Other:

There are various other research programs I have been involved with over the past several years which include.

a. Trying to probe Chlamydomonas with electrodes to extract electrical currents from the cells (Ryu et al. 2008; Ryu et al. 2010).
b. Dissecting fermentation pathways in Chlamydomonas (Grossman et al., 2007; Mus et al. 2007; Dubini et al., 2009 ; Grossman et al., 2010)
c. Illumina sequence analysis of the Chlamydomonas transcriptome (Gonzalez-Ballester et al., 2010).
d. Help in organizing and generating funds for the Porphyra and Phaeocystis genome projects (both have been selected by DOE for support; the genomes will be sequenced by the Joint Genome Institutes).
e. Demonstrating cross-talk between phosphorus and sulfur metabolism in Chlamydomonas (Moseley et al., 2009a, in Submission; Moseley et al 2009b).
f. Analysis of gene/protein variation at different temperatures (50-70°C) in the hot spring mats to try to understand changes in protein features at higher temperatures and the extent of variability in specific proteins (Michelle Davies, Devaki Bhaya, George Asimenos and Serafim Batzoglou and et al., unpublished).
g.

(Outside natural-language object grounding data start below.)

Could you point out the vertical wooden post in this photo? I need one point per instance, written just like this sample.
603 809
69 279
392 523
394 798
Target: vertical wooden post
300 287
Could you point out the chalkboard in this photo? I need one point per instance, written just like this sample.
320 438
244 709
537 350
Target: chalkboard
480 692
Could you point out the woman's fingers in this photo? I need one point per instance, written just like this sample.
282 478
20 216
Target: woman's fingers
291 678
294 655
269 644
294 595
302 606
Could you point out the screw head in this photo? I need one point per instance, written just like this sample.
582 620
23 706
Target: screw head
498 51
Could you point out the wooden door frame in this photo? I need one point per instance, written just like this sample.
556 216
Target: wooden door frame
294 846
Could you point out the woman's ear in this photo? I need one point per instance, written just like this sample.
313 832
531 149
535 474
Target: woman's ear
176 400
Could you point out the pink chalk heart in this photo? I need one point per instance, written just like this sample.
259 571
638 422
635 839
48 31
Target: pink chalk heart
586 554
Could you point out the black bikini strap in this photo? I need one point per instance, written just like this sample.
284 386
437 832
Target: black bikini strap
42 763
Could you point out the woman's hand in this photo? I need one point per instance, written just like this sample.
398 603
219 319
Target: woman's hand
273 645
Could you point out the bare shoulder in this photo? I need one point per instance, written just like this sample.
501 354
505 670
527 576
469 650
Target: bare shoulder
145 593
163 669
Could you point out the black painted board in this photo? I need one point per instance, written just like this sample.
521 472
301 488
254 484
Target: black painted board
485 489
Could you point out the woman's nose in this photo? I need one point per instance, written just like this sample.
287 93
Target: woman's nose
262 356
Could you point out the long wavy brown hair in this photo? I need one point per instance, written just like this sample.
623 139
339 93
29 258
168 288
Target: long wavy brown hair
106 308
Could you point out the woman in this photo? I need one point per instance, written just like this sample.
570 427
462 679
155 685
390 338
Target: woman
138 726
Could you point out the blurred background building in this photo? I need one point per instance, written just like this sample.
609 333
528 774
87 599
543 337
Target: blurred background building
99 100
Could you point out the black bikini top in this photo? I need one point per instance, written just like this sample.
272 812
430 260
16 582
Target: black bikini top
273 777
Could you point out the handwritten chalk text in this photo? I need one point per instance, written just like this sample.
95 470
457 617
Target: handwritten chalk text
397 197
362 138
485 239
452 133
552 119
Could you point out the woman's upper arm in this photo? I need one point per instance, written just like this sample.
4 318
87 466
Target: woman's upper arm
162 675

Development of single-cell technology with Devaki Bhaya and Dick Zare (Huang et al., 2007) to examine the full gene complement in single cells from hot spring mats and how they vary among isolated cells.

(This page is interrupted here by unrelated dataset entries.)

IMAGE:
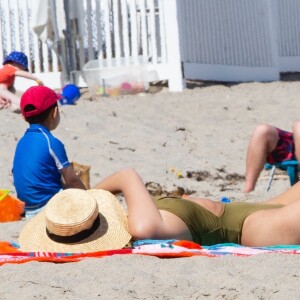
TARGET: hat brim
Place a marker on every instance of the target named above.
(111, 234)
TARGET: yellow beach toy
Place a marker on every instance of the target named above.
(11, 208)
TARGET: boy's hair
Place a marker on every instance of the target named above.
(38, 119)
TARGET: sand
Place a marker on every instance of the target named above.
(195, 140)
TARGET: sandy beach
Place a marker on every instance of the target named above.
(194, 142)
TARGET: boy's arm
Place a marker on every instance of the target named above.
(28, 75)
(71, 179)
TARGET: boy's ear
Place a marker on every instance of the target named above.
(54, 111)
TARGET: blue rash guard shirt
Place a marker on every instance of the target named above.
(39, 157)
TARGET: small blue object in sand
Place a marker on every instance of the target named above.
(70, 93)
(225, 200)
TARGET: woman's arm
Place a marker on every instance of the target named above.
(145, 220)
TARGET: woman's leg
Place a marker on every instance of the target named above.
(289, 196)
(214, 207)
(263, 141)
(278, 226)
(144, 219)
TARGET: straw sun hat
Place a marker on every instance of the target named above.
(76, 220)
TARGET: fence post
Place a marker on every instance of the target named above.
(176, 82)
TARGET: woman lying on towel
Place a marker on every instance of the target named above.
(105, 225)
(204, 221)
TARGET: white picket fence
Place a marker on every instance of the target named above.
(95, 29)
(226, 40)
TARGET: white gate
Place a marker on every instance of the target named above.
(62, 35)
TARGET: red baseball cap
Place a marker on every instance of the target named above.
(41, 97)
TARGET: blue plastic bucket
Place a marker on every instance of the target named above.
(70, 93)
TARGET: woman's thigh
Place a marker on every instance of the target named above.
(278, 226)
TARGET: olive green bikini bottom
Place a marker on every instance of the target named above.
(205, 227)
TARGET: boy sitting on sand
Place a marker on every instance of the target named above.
(40, 159)
(15, 64)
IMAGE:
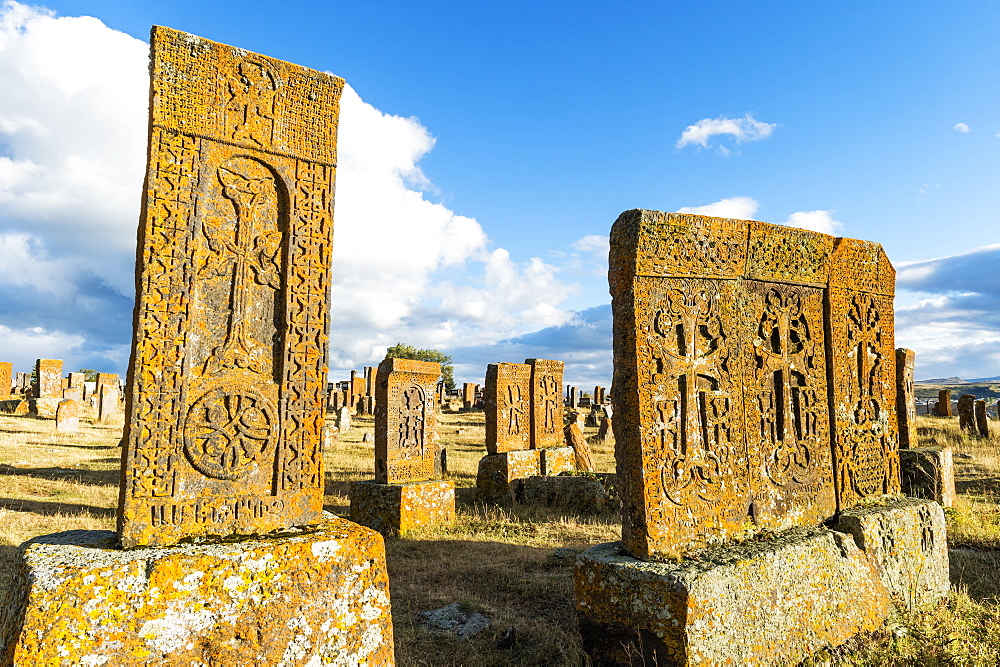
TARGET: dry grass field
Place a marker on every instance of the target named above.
(503, 562)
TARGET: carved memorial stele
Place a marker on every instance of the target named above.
(508, 408)
(48, 378)
(906, 406)
(546, 403)
(405, 421)
(228, 367)
(727, 334)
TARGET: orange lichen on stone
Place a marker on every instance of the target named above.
(507, 399)
(406, 448)
(725, 335)
(318, 596)
(229, 358)
(395, 509)
(546, 403)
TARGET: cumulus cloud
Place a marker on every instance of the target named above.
(72, 149)
(743, 130)
(740, 208)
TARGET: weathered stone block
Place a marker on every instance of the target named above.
(314, 597)
(906, 540)
(762, 602)
(555, 460)
(495, 481)
(579, 493)
(394, 509)
(928, 472)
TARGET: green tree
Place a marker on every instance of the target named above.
(403, 351)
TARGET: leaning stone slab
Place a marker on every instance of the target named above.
(314, 597)
(498, 474)
(928, 472)
(394, 509)
(767, 602)
(906, 541)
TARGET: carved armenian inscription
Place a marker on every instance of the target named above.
(724, 339)
(229, 357)
(405, 418)
(546, 403)
(508, 408)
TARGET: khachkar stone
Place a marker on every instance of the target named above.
(6, 370)
(404, 493)
(906, 406)
(546, 403)
(944, 403)
(229, 357)
(48, 378)
(508, 409)
(754, 392)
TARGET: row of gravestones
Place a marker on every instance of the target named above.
(57, 397)
(754, 392)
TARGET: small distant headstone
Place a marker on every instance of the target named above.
(68, 416)
(967, 413)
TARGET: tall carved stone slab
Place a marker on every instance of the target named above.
(229, 357)
(6, 371)
(906, 405)
(405, 421)
(863, 358)
(546, 403)
(721, 378)
(508, 407)
(48, 378)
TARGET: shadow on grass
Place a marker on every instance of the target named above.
(81, 476)
(51, 509)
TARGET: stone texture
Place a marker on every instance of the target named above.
(967, 413)
(508, 408)
(229, 358)
(6, 371)
(944, 403)
(48, 378)
(497, 479)
(555, 460)
(546, 403)
(768, 602)
(406, 448)
(982, 421)
(578, 493)
(928, 472)
(906, 406)
(907, 542)
(394, 509)
(581, 450)
(68, 416)
(732, 340)
(318, 597)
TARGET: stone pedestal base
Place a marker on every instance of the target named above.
(315, 597)
(501, 476)
(393, 509)
(765, 601)
(928, 472)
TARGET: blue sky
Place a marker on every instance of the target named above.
(488, 147)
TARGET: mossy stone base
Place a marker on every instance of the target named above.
(316, 596)
(394, 509)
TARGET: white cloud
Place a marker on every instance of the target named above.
(816, 221)
(72, 147)
(742, 130)
(740, 208)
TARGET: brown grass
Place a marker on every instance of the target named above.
(502, 562)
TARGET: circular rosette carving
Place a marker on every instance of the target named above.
(228, 431)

h. Developing an understanding of factors that are causing degradation of the coral reefs and the interaction between the cnidarian (animal partner) and the alga (dinoflagellate called Symbiodinium; photosynthetic partner) in the formation of the endosymbiotic association required for coral survival. Elevated temperatures and changing pH of marine ecosystems are beginning to adversely affect the coral reefs. We are trying to establish, at the molecular level, how and why this is happening.